The point here is we as a platform team don't need to care. Teams can decide how they want to invoke their agents, and can do so with one API call:

{
  "spec": {
    "prompt": "my-application is throwing 500 errors in prod, debug them, and then raise a PR for the fix.",
    "model": "gpt-5.4",
    "agent": "your-agent"
  },
  "runAt": "a date",
  "runEvery": "a cron schedule"
}

ATAI Enqueue Event

The schedule aspect is an interesting one, think: "Every Day at 8am check all the services that I own, and give me a summary in slack of their health and areas where I should focus":

ATAI Scheduled Task

A nod to Platforms

AI is not magic, don't let anyone convince you otherwise. I truly believe one of the key reasons we have been able to move fast with this type of tool is because of the investment we have made in our underlying platforms.

Our Data Platform, and Delivery Platform have completely standardised the way we build, test and deploy software. We have first class APIs which allow us to query information about those systems and get a consistent, accurate, response.

CLI and Dashboard Side by Side

AI doesn't have to guess anything, it's all there, completely deterministic. It doesn't matter if you interact with our platform APIs, the dashboard, or the CLI, the behaviour you get is the same. Like any power tool, AI obeys the law of Garbage In, Garbage Out. Use it to actually clean your house, not just to sweep the rubbish under the rug.

Final take

There is a lot of hype in the industry right now, usually accompanied by wild claims about 10x productivity or replacing entire engineering teams. If you are looking for those kinds of vanity metrics here, you won't find them. We don't measure the value of a tool by trying to calculate a theoretical number of hours saved.

If Skippr does 500 PR reviews a week, you could argue that saves us 250 hours (given ~30mins per PR review). You could also argue that catching bugs before production saves countless hours of reactive debugging. But the reality is more nuanced: engineers still have to validate the AI's work, and occasionally correct its mistakes. If you ship faster, you inevitably introduce new issues, no matter how good your review process.

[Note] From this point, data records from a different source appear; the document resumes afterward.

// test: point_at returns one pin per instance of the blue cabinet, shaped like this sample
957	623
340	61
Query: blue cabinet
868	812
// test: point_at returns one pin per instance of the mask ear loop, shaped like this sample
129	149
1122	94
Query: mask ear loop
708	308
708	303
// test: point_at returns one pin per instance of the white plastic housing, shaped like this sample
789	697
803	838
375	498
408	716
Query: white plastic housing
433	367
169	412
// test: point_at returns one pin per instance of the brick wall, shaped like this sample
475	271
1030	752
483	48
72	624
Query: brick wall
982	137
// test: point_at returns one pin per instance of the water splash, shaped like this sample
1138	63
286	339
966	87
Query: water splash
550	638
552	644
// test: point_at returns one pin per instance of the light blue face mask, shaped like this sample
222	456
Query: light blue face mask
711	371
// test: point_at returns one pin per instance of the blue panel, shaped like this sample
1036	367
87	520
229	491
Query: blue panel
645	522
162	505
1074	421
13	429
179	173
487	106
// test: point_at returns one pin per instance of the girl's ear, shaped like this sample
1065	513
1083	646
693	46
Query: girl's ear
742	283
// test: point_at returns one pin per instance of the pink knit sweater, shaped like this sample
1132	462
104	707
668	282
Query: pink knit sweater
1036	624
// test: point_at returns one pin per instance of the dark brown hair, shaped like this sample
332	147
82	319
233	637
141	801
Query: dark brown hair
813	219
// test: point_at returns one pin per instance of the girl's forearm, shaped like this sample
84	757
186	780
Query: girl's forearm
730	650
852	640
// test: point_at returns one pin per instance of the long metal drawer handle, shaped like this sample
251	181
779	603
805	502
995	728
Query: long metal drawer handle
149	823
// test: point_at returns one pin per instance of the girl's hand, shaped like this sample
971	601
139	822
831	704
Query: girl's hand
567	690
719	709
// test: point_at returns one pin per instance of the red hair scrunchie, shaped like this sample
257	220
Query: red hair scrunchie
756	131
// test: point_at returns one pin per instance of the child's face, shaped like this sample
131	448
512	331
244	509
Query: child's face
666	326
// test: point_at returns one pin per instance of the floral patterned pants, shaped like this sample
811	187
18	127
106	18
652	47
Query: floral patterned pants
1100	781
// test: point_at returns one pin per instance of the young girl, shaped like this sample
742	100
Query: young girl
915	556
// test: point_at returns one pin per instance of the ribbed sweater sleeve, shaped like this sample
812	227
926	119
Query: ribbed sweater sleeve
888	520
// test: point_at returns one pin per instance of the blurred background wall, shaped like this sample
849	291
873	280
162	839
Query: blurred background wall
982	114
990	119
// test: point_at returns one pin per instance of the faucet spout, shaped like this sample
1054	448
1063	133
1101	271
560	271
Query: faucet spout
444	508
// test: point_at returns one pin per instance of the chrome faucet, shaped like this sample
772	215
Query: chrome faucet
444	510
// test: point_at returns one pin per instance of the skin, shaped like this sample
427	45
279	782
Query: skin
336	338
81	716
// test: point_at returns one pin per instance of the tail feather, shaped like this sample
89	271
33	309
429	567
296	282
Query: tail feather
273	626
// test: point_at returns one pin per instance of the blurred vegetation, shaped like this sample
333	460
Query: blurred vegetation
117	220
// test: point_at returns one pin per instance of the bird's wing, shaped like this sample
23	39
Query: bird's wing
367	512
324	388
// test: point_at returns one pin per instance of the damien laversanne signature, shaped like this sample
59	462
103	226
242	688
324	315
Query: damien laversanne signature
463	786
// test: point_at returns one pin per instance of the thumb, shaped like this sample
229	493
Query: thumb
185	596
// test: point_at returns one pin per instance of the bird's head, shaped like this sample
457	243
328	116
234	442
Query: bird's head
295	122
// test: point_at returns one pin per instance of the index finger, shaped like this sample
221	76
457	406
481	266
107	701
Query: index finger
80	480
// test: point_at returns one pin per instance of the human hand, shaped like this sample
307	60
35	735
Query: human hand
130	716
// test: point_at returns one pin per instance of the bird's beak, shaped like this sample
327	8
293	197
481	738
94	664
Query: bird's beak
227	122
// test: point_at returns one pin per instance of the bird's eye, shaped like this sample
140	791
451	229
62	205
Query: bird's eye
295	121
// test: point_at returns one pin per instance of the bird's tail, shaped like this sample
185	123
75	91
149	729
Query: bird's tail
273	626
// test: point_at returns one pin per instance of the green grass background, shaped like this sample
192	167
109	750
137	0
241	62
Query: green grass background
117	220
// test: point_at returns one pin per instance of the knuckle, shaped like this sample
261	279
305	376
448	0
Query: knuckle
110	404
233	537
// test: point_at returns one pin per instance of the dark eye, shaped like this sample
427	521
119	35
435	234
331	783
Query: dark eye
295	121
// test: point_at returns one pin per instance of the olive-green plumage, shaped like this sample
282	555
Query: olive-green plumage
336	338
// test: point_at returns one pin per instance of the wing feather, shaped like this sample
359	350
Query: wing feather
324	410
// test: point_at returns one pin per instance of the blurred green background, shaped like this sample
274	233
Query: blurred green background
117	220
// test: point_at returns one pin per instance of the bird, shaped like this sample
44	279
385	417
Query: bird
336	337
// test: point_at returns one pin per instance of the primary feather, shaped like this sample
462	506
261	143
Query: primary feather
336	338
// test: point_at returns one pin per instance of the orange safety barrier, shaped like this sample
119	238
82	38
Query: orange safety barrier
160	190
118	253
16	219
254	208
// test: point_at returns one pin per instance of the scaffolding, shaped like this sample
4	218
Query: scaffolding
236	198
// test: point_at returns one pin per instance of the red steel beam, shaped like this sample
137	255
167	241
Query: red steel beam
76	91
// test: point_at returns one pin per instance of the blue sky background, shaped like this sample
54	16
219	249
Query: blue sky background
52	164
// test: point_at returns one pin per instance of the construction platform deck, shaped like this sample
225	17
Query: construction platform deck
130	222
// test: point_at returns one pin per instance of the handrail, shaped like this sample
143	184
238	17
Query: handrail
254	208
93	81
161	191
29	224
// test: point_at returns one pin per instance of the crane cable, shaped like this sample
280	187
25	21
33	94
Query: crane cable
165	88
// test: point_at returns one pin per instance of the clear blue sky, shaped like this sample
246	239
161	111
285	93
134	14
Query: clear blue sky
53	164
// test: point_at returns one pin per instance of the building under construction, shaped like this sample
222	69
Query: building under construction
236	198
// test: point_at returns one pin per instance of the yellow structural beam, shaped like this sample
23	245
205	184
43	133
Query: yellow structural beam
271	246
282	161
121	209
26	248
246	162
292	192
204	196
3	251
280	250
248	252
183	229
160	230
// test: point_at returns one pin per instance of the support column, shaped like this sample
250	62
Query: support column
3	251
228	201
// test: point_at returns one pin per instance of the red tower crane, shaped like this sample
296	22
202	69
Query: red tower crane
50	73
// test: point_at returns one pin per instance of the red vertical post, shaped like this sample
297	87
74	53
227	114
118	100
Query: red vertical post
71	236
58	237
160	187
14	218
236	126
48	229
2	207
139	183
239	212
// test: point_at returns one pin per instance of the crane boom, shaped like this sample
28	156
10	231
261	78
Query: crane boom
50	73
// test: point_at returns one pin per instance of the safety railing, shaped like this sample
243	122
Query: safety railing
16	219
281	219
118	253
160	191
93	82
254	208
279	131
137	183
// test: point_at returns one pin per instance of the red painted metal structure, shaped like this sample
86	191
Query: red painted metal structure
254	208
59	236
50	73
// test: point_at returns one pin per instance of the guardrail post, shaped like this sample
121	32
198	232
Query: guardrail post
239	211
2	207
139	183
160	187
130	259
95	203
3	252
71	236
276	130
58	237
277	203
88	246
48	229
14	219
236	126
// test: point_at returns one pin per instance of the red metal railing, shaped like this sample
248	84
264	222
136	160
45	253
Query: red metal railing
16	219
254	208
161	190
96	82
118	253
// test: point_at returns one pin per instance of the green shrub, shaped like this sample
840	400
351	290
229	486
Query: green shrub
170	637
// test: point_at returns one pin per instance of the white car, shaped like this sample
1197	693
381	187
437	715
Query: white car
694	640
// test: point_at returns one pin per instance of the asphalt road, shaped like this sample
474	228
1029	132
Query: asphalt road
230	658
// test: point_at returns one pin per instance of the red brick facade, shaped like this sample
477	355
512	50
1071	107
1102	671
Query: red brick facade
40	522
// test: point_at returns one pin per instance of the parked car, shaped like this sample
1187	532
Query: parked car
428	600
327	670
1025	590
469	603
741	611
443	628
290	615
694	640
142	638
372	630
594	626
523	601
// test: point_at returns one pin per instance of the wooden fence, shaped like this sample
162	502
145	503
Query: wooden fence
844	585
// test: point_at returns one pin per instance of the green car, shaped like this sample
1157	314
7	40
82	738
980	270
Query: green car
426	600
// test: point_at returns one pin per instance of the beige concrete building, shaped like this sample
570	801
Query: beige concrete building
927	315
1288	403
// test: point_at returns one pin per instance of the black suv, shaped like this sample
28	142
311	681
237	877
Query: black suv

Fixating on hours saved misses the point entirely. Think about this evolution the same way we think about CI/CD or the Cloud. We didn't adopt cloud infrastructure to necessarily work fewer hours, we did it so we wouldn't have to spend our days racking physical servers. With software, we build standards, libraries, and abstractions to reduce monotony.

AI for me is the next, incredibly powerful extension of that philosophy. It is another tool in our engineering belt, albeit a heavy-duty power tool! It offloads the dull, repetitive tasks and clears space so humans can focus on the high-value, complex problems that actually require their ingenuity.

I believe the real proof of value isn't found in a spreadsheet - it is found in adoption. If this platform wasn't genuinely excellent and making engineers' lives better, they simply wouldn't use it (because we don't force them). The fact that it has become part of our daily workflow is the only metric that matters.